'Blackwater' Videogame Courts Controversy, Lawmaker and Critic Call Game 'Terribly Offensive'

A lawyer representing the families of Iraqi citizens killed by contractors from Blackwater Worldwide said a new videogame inspired by the company and bearing its name is "terribly offensive" and never should have been made.

"Innocent people have been killed by this company. Imagine yourself as a mother or father of someone who has been killed, and now it's a videogame?" attorney Susan Burke told ABC News today. Burke was lead counsel for the dozens of victims and family members affected by a deadly shooting by Blackwater employees in Iraq that left 17 civilians dead and many more wounded in 2007. Blackwater settled out of court with the families in a civil suit, but the employees involved in the shooting still could face criminal charges relating to their actions that day.

"It's terribly offensive... It's staggering that anyone would use their name for a game," Burke said.

Democratic Congresswoman Jan Schakowsky, a longtime critic of Blackwater, agreed and said she believed it was "counter-productive to glorify a company like that."

"In my view, Blackwater should represent to Americans something that we need to get away from, not a company or an idea that should be embraced in part of entertainment," she said. "Blackwater in most places around the world is a dirty name… It's absolutely terribly offensive and inappropriate."

Ian Howe, president of 505 Games which plans to release "Blackwater" in the fall, said in the game's press announcement his company was "proud" to work with Blackwater.

"The Blackwater team is comprised of an amazing group of individuals and we're proud to work with them to create a video game that showcases their talent and courage," he said in 505 Games' release.

In the game, which 505 Games said was "developed in conjunction with former members of the Blackwater team," players assume the lead role in a Blackwater operation to protect a fictional North African town, "battling dangerous warlords and fighting back two opposing militia forces."

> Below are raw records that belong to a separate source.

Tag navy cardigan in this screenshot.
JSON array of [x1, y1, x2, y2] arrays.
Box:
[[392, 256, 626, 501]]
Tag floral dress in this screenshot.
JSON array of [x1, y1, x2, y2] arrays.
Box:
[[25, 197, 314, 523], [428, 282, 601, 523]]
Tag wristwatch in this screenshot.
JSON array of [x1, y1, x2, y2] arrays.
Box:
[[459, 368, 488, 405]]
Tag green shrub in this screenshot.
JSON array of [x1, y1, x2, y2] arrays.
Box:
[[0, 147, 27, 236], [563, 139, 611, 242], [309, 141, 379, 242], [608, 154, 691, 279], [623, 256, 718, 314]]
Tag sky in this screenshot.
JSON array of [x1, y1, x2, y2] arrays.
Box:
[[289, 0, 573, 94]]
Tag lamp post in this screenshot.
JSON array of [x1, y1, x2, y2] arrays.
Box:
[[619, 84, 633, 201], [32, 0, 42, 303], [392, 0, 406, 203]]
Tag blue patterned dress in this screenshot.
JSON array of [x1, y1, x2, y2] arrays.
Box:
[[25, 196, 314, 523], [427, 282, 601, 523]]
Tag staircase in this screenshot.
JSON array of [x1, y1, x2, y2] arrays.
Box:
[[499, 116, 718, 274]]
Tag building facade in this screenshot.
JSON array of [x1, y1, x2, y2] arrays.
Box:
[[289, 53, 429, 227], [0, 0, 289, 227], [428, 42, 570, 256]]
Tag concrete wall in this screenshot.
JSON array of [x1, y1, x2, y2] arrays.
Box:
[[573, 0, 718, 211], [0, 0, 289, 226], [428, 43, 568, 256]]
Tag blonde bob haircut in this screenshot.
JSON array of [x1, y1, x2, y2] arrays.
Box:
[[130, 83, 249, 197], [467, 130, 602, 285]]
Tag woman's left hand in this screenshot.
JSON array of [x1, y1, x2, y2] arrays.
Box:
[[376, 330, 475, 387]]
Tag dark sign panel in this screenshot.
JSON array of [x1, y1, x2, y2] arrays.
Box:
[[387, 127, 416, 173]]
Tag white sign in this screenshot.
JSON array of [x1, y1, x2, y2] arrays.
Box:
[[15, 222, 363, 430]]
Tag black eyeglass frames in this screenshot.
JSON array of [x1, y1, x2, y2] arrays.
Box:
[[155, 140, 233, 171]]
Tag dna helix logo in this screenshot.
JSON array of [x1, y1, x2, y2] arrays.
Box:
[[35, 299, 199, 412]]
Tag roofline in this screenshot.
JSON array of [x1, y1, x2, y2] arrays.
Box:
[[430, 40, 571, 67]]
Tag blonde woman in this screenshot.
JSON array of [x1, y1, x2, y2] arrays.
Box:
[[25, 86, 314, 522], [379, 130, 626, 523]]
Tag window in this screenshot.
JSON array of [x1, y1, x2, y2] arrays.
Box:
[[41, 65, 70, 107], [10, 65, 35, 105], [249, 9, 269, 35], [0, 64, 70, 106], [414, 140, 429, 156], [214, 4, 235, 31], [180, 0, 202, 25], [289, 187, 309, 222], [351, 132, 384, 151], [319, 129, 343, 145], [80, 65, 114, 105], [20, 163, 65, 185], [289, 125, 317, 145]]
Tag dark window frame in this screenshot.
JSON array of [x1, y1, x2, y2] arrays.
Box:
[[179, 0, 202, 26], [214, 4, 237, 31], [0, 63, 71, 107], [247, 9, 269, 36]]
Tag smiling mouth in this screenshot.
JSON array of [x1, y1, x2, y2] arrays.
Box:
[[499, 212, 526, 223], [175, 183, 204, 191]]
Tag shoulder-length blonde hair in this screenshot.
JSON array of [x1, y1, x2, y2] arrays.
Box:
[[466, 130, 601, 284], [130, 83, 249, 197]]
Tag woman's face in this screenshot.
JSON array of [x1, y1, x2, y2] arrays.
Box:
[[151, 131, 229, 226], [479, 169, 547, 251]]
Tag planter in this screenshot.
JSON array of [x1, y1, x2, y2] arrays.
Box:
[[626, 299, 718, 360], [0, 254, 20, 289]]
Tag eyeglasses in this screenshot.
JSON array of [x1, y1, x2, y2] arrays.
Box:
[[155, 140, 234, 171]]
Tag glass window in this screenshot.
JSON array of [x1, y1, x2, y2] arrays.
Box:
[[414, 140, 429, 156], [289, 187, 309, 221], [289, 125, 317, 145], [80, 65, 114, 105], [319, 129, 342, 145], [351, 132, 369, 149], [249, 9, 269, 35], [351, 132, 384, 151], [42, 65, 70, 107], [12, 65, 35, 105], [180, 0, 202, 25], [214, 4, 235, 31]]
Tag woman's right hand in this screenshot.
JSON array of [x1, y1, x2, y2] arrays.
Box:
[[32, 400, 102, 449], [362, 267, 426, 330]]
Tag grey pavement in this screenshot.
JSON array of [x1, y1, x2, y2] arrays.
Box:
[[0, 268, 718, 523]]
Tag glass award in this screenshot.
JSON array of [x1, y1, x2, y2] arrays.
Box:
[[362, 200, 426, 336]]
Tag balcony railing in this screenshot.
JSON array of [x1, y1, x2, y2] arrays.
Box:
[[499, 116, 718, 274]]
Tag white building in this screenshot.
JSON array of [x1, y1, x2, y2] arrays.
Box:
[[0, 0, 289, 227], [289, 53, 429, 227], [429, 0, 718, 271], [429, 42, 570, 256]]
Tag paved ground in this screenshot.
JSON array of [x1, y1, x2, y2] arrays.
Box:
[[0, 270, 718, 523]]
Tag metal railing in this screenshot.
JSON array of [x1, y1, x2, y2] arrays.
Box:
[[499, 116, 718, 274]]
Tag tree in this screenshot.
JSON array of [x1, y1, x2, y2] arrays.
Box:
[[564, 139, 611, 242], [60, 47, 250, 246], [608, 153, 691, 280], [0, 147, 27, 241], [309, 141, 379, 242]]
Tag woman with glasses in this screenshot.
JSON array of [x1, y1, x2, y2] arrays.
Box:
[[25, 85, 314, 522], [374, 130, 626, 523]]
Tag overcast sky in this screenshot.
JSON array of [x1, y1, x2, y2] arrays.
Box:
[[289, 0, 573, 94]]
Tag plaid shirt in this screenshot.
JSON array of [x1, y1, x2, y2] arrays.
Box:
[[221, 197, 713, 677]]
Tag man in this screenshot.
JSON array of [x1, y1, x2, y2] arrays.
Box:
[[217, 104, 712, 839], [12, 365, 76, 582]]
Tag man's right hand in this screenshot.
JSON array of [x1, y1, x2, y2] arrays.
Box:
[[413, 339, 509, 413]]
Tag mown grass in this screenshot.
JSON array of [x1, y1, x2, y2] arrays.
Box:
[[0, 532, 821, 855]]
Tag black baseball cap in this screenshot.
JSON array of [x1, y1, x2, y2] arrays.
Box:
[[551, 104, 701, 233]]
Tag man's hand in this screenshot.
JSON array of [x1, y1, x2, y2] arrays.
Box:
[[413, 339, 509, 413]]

Erik Prince, the former head of Blackwater Worldwide and ex-U.S. Navy SEAL, made a rare public statement in the same release to say the game "will give players a chance to experience what it is like to be on a Blackwater team on a mission without being dropped into a real combat situation."

In 2007 Prince was called before Congress to answer to allegations against his company stemming out of the nearly 200 shooting incidents in which the company was involved in the two previous years while providing protective services for U.S. officials in Iraq.

As scandals continued to dog the North Carolina-based company, two years later, Blackwater Worldwide changed its name to Xe Services and Prince resigned. He has since moved to the United Arab Emirates where he has been reportedly linked to other security firms.

Though many videogames are made every year based on the U.S. military, which has admitted the accidental killing of civilians several times, Burke said basing a game on Blackwater is in particularly bad taste because "the Blackwater people do it for profit... There's a difference between a mercenary and a soldier."

While the game has garned the attention of media outlets for the Blackwater connection, the game itself steers well clear of the events that put Blackwater in Congressional crosshairs.

After playing a demonstration portion of the game, a blogger for the videogame site Kotaku.com reported, "at no point was I required to fire at any innocent civilians, or commit any other atrocities."

Representatives from 505 Games declined to comment for this report.